Batman and the Mad Monk # 4; Dr. Strange # 2

Dark Moon Rising: Batman and the Mad Monk
Matt Wagner

This book gets better and better with each chapter. It really is a throwback to Miller's Year One, though Batman as slightly farther a long(Year Two-ish). The interior dialouge is well done, the art is pretty good, and the overall supernatural B-movie nature of the villain is just a hoot.

In this chapter Batman actually makes it to the castle of the Mad Monk, which suprise suprise, is booby-trapped galore. I'm kind of hoping for some of those 70's Batman TV show traps in the next issue.

This issue is worth it alone just for the scene where Alfred complains about Batman melting down the silver candlesticks so he can make pure silver batarangs.

Good fun. There's a lot of great Batman work out there these days, and this is another book you can't go wrong with if you're a fan at all of the Dark Knight.

Dr. Strange: The Oath
Brian K. Vaughan-Marcos Martin

More BKV brilliance here. Probably not quite as strong as the opening chapter, but still one of the better books out there. Lots of cleverness. Dr. Strange is a lot of fun with BKV writing him. Love the Night Nurse, who doesn't? The core of this chapter is basically a window back into Dr. Strange's past, after he had the accident that took away his career as a surgeon. This story is book ended by the current search for the man who shot Dr. Strange and took his neato elixir that cures cancer that he was going to use for his trusty asian assistant Wong.

The dialoge is sharp as a scalpel. The magical action is well drawn and interesting to look at. Just in general a very good book. Definitely one you should be reading, as well as anything else Brian K. Vaughan writes.

Good art, good writing, were that every book at bare minimum this good.

1 comment:

Mercurialblonde said...

Honestly, I feel like the characters are there to be changed. I feel like the Kirby and Lee and others, for the most part created our modern gods of olympus, and when they stop reflecting what is going on our society, or who we are, then something is wrong.
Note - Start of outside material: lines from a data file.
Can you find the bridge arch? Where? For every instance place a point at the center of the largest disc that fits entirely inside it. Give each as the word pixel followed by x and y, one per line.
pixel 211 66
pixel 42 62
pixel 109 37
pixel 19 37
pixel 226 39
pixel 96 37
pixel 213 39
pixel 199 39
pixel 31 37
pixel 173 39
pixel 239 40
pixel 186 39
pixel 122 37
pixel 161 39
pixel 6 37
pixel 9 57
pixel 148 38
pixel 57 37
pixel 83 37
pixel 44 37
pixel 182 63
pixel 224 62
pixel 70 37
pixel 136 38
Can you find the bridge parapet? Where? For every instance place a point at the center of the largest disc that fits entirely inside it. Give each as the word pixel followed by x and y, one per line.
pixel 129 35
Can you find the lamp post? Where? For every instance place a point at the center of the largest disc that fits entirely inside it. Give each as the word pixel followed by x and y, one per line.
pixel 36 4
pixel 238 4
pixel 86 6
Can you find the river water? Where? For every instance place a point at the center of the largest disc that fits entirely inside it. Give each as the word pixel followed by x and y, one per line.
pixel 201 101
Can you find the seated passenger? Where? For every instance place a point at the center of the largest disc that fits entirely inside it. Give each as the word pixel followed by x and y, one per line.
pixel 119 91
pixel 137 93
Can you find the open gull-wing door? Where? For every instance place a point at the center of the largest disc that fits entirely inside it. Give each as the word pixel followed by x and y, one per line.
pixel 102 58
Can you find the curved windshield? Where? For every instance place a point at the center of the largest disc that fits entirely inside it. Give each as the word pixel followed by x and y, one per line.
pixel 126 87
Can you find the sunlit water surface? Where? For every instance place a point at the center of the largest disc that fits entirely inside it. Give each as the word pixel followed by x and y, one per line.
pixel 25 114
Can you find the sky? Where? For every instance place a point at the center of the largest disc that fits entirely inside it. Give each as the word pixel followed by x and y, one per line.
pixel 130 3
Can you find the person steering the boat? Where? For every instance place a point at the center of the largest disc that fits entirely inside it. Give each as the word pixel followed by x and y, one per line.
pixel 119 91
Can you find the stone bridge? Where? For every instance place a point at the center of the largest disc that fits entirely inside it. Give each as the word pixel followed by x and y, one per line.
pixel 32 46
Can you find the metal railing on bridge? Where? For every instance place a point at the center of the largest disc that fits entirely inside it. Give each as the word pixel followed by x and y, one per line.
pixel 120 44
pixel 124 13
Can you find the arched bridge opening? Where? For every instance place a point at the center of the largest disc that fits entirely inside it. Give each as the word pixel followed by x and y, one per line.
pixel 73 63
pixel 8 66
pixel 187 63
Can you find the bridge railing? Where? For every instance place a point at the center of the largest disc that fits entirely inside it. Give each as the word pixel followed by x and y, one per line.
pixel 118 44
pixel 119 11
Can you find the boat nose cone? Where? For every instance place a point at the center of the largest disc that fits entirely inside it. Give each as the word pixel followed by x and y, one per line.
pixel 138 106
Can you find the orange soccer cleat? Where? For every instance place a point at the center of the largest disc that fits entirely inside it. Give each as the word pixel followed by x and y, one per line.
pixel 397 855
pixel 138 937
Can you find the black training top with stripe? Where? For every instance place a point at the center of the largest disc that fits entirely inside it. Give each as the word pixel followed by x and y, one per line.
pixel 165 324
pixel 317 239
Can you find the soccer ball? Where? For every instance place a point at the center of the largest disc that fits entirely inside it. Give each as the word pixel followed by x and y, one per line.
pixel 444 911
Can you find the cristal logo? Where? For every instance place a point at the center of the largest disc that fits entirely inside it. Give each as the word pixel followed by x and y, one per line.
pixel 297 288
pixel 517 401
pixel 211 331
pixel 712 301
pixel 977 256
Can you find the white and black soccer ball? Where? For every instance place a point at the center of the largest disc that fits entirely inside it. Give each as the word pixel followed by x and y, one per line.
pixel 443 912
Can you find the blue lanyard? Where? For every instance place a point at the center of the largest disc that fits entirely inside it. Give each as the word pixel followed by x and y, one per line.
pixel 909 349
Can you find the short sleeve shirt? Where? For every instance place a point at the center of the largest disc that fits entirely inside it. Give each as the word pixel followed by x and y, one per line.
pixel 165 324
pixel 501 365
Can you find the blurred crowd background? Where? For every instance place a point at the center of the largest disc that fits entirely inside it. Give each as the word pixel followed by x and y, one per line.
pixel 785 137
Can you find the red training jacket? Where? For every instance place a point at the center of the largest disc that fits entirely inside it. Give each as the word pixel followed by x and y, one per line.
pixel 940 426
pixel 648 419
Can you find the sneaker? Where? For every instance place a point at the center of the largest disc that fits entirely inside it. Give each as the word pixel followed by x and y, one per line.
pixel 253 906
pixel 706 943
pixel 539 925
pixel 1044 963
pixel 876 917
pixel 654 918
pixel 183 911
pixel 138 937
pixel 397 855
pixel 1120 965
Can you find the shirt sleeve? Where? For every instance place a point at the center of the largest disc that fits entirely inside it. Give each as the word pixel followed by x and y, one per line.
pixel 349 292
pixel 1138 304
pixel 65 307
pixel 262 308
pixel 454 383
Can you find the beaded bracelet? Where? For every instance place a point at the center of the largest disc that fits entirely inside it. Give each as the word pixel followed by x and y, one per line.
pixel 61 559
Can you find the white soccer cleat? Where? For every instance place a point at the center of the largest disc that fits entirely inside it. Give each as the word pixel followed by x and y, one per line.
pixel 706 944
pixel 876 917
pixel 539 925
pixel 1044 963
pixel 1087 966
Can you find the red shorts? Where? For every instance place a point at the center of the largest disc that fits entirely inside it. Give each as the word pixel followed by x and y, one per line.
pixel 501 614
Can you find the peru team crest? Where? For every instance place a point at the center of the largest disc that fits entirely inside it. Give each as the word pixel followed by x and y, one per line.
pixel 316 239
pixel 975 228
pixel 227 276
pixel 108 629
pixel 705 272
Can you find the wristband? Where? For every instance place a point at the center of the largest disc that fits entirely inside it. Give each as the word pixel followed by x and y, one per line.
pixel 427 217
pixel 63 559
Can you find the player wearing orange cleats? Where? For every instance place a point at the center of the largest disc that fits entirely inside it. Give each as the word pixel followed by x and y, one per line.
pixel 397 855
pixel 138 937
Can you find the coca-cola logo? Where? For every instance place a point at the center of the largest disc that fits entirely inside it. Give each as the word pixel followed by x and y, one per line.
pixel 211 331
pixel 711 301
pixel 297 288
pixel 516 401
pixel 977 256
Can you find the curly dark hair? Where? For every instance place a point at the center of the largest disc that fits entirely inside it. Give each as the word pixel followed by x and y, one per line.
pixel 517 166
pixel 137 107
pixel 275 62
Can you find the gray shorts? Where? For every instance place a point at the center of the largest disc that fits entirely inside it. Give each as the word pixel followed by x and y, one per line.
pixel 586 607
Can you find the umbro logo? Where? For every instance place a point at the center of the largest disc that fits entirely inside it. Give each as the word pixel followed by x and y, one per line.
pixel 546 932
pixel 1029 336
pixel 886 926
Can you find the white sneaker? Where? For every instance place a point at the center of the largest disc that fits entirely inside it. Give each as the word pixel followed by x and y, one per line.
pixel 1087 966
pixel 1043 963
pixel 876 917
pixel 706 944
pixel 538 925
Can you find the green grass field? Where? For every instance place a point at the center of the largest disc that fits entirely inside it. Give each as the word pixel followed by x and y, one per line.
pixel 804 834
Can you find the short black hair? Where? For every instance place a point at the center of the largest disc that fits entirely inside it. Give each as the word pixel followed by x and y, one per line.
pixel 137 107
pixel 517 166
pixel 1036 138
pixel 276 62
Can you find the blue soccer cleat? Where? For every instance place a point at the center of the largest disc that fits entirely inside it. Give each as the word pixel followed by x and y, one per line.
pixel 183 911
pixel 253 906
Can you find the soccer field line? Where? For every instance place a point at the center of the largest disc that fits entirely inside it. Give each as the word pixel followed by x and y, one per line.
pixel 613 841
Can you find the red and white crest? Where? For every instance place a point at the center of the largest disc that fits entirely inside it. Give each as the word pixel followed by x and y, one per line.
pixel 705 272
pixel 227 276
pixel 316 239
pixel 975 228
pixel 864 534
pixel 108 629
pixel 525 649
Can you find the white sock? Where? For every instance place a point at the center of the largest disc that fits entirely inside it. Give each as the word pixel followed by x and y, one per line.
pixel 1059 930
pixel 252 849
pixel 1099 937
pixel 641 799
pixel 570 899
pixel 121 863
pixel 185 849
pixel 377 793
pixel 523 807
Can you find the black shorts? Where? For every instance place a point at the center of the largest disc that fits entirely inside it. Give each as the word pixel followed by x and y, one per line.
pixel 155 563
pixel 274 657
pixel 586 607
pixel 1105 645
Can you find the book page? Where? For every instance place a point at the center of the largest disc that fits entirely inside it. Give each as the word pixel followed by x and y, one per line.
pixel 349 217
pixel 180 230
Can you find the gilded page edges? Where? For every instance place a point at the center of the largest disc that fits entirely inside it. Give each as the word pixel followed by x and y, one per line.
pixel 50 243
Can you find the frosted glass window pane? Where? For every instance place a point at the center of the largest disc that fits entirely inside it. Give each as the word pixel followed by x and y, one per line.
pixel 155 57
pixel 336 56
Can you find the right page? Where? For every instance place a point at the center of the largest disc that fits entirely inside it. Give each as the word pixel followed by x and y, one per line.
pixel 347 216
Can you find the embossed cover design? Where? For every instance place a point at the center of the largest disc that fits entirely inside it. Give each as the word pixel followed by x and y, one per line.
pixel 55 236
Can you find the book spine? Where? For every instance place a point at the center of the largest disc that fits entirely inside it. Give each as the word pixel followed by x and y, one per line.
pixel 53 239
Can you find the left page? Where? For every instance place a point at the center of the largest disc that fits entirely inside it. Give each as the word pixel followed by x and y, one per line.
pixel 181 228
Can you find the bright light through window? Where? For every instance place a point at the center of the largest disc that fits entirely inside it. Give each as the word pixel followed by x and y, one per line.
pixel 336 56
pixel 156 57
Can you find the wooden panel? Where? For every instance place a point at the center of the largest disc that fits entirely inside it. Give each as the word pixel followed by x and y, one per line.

I love the note perfect throwback stories as much as the next girl, but these characters need to remain relevant or they'll die.

I think BKV correctly percieved that there were some definite problems with the Dr. Strange character as he has existed in the Marvel U for some time, and I think this run, will hopefully correct some of those issues, chiefly among them is Strange as some kind of Deus Ex Machina. I hope by the end of it, BKV has grounded the character more, even if his powers are hard to reign in, his character is not. I think the Dr. Strange we see coming out of this will be a character much more amiable to future writers.

Though I probably should have led off with, I'm not really a fan of Dr. Strange to begin with....so maybe if it was a character I had more attatchment to. But I've always thought he should be in really good books. Which I don't think he really has in my lifetime.

I dunno. So long as what you're doing makes sense, I can't begrudge any writer or artist doing it. I think what BKV's doing makes a lot of sense for the future of the character.